I decided to give Under the Electric Sun a brand new cover and discard the illustrations. The previous cover, and all the brightly colored pictures, gave the impression that it was a book for young children. It’s actually a dark, gritty novel aimed at young adults. So I thought it was a good idea to “repackage” it. (I’m not trashing children’s books at all, by the way. I love them. I just felt like people were looking at the old cover and saying, “Oh, that must be a kiddie book.”)
I also wrote a new summary:
Tristan is a government-issued tutor. Even though he is an android, he was designed to look like a raccoon. With synthetic fur and rubber paws, he could easily be mistaken for a real raccoon — but, unlike an ordinary animal, Tristan is able to talk and give history lessons. His last student frequently insulted him, abused him, and swung him around by his tail. Thus, the electronic raccoon has developed a cynical attitude about life. Fortunately, Tristan’s current student is a kind, gentle young man named Jake Sheldon. Tristan and Jake live in a high-tech city beneath the ruins of Washington, DC. People have lived in the underground city ever since a nuclear war poisoned the surface nearly a hundred years ago.

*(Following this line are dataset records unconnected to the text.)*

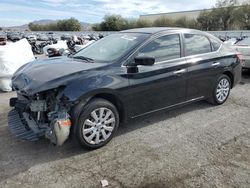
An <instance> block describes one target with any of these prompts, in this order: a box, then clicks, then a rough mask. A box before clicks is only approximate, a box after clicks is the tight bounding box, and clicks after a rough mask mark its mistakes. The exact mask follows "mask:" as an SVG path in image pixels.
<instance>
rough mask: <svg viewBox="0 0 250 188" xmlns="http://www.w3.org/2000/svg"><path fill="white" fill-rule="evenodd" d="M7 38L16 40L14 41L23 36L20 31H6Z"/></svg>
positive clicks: (19, 39)
mask: <svg viewBox="0 0 250 188" xmlns="http://www.w3.org/2000/svg"><path fill="white" fill-rule="evenodd" d="M7 38H8V40H10V41H12V42H16V41H19V40H21V39H22V38H23V36H22V34H21V33H15V32H14V33H12V32H9V33H7Z"/></svg>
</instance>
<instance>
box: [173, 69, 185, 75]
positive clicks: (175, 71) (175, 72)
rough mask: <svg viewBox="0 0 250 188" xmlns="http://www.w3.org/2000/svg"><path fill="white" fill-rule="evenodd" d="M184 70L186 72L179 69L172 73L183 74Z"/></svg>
mask: <svg viewBox="0 0 250 188" xmlns="http://www.w3.org/2000/svg"><path fill="white" fill-rule="evenodd" d="M185 72H186V69H181V70H177V71H174V72H173V73H174V74H183V73H185Z"/></svg>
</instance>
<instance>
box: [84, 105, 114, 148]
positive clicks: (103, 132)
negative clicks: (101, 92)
mask: <svg viewBox="0 0 250 188" xmlns="http://www.w3.org/2000/svg"><path fill="white" fill-rule="evenodd" d="M115 123H116V119H115V115H114V113H113V112H112V111H111V110H110V109H108V108H97V109H95V110H93V111H92V112H91V113H90V115H89V117H88V118H87V119H86V120H85V121H84V123H83V129H82V134H83V137H84V139H85V141H86V142H88V143H89V144H92V145H96V144H99V143H100V142H104V141H106V140H107V139H108V138H109V137H110V136H111V134H112V132H113V130H114V128H115Z"/></svg>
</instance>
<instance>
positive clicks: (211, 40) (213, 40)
mask: <svg viewBox="0 0 250 188" xmlns="http://www.w3.org/2000/svg"><path fill="white" fill-rule="evenodd" d="M210 41H211V43H212V45H213V50H214V51H217V50H218V49H219V48H220V46H221V43H220V42H218V41H216V40H215V39H213V38H210Z"/></svg>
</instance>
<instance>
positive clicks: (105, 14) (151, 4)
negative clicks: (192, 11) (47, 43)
mask: <svg viewBox="0 0 250 188" xmlns="http://www.w3.org/2000/svg"><path fill="white" fill-rule="evenodd" d="M215 3H216V0H189V1H187V0H178V1H174V0H0V26H2V27H9V26H17V25H23V24H27V23H29V22H31V21H34V20H41V19H52V20H58V19H66V18H70V17H74V18H76V19H78V20H79V21H82V22H87V23H98V22H101V21H102V20H103V17H104V16H105V15H107V14H120V15H122V16H124V17H126V18H138V17H139V16H140V15H142V14H155V13H166V12H176V11H186V10H196V9H206V8H211V7H212V6H214V5H215Z"/></svg>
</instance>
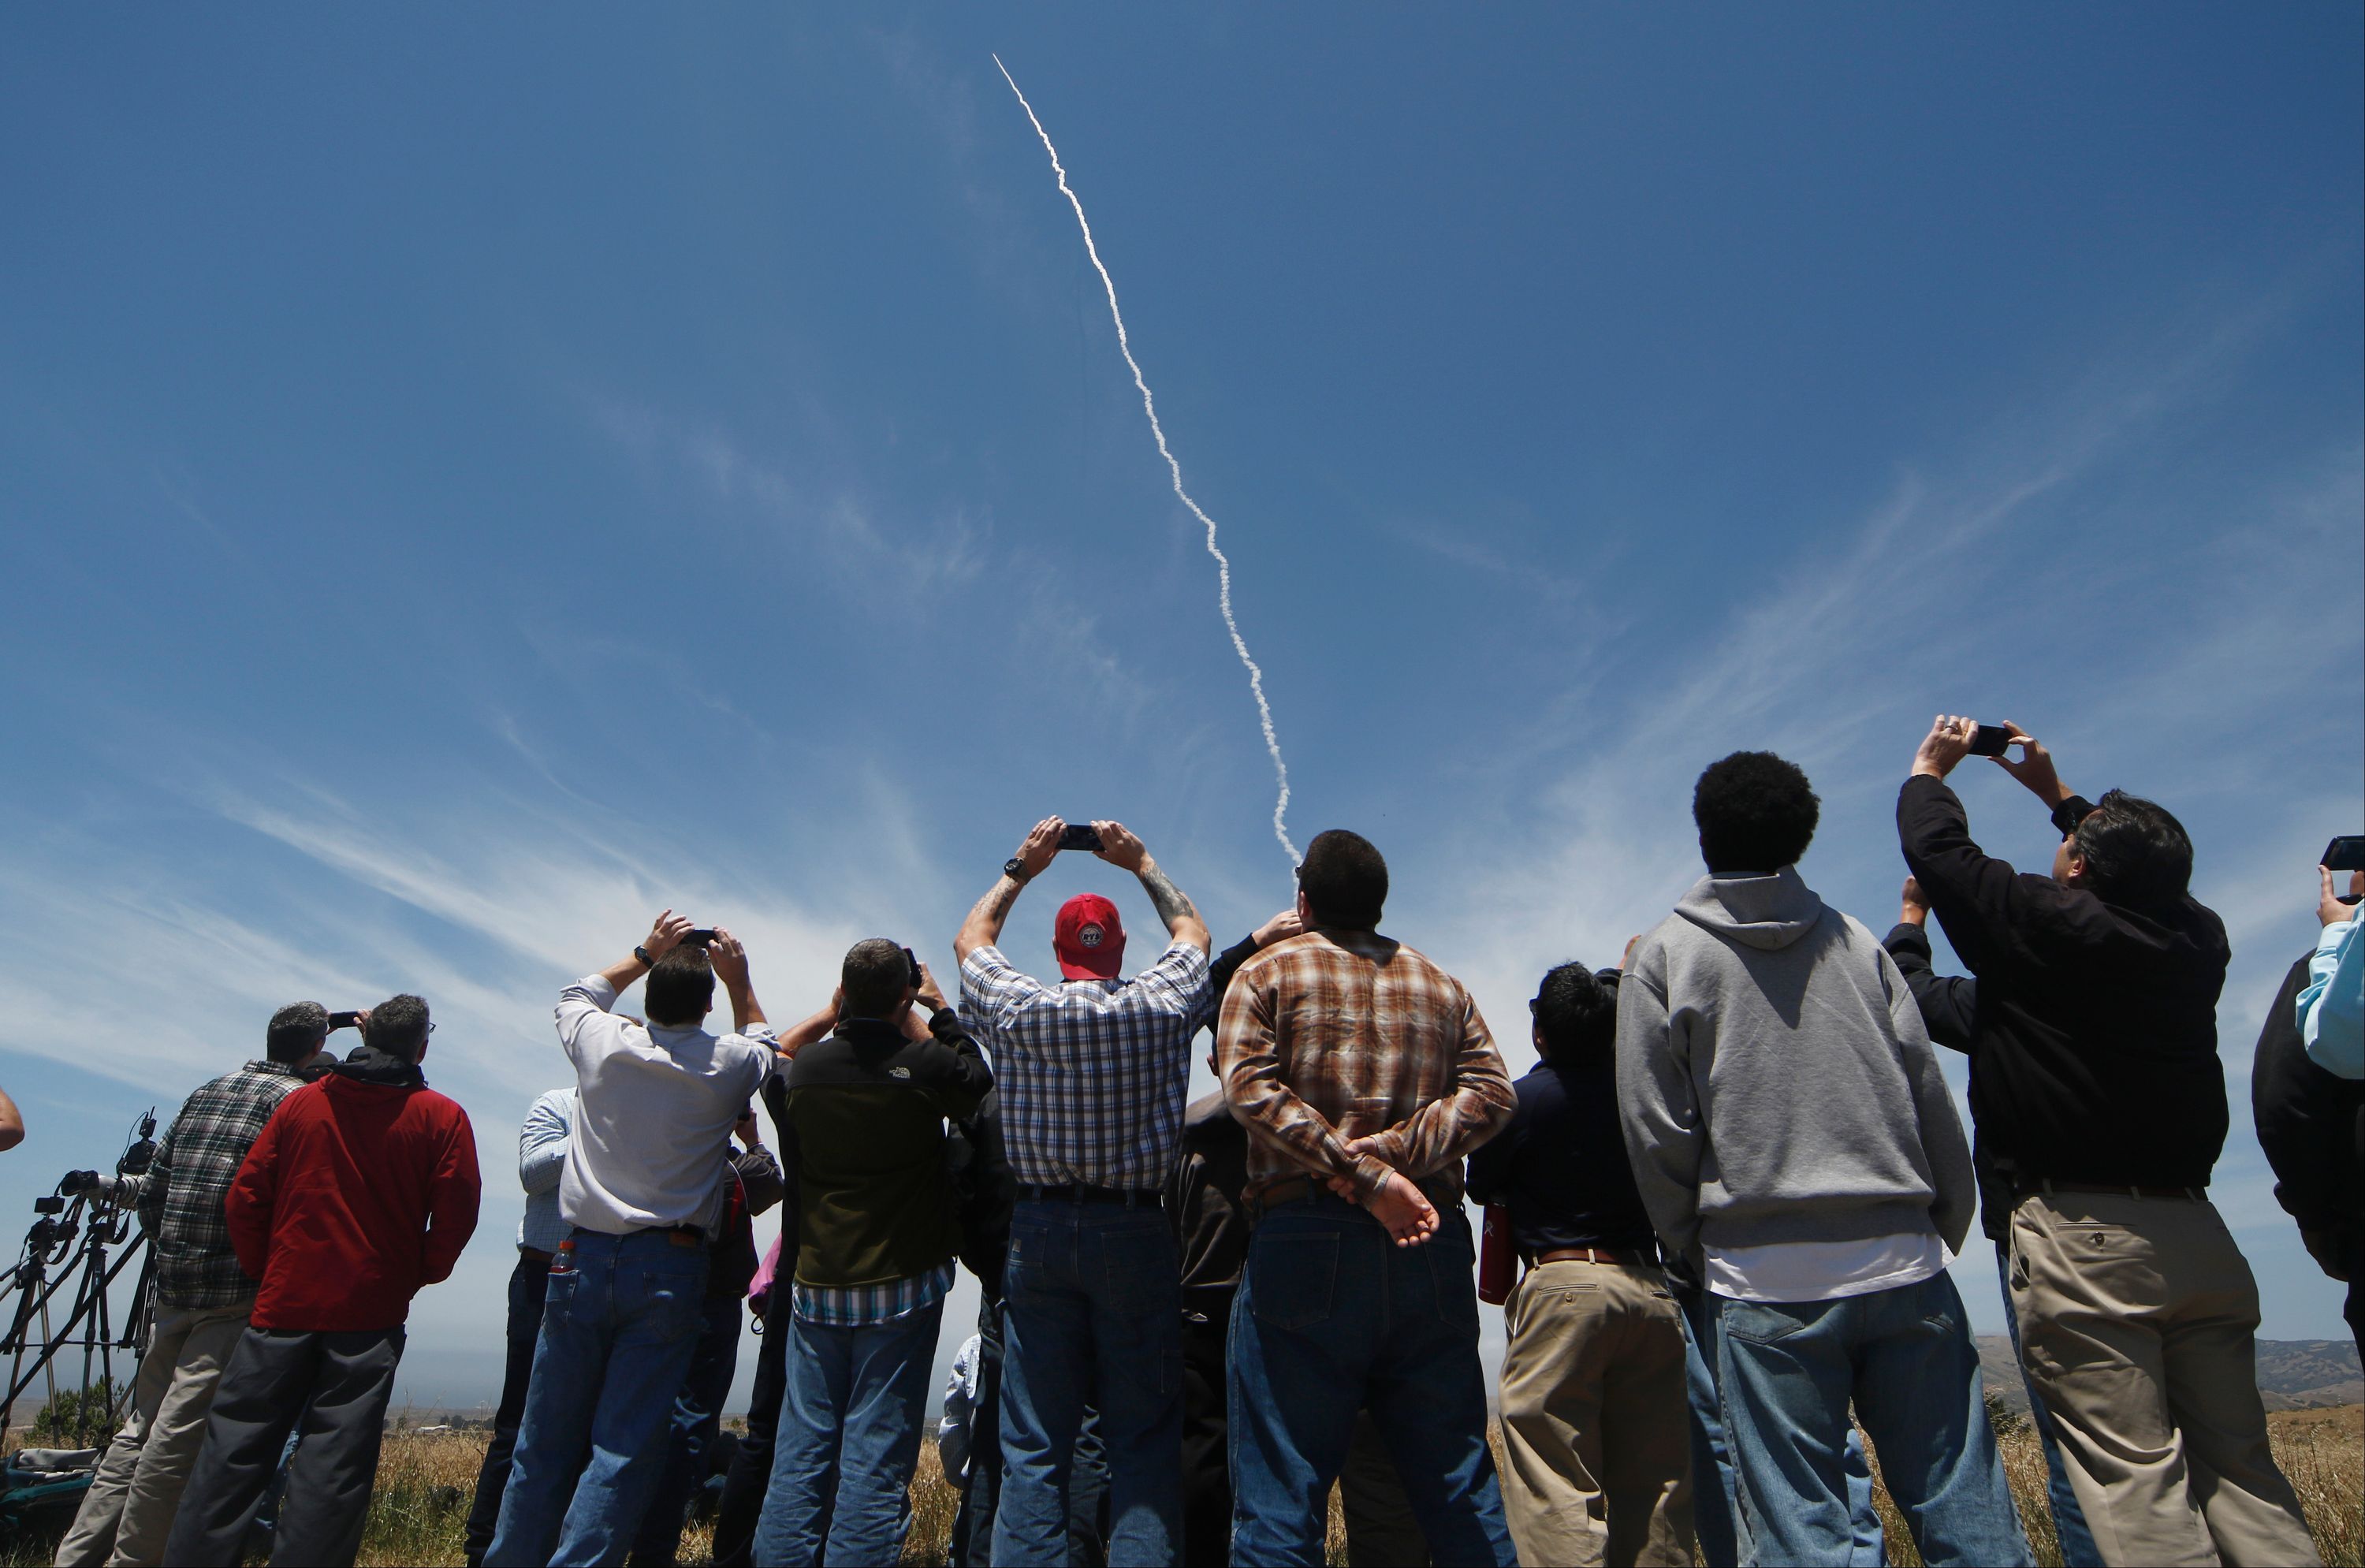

One afternoon, Tristan and Jake visit Bailey Park, a large room filled with plastic trees and tiny speakers that play birdsongs. As they sprawl out in the synthetic grass, an alien visitor approaches them and says he has studied Earth for a long time. After informing Tristan and Jake that it’s safe to live on the surface, the alien leads them on a journey up a long staircase. While the electronic raccoon and his student are delighted to see real trees and sunlight, their lives quickly become more complicated than they ever could have imagined. As they taste freedom for the first time, they also suffer immense pain and tragedy.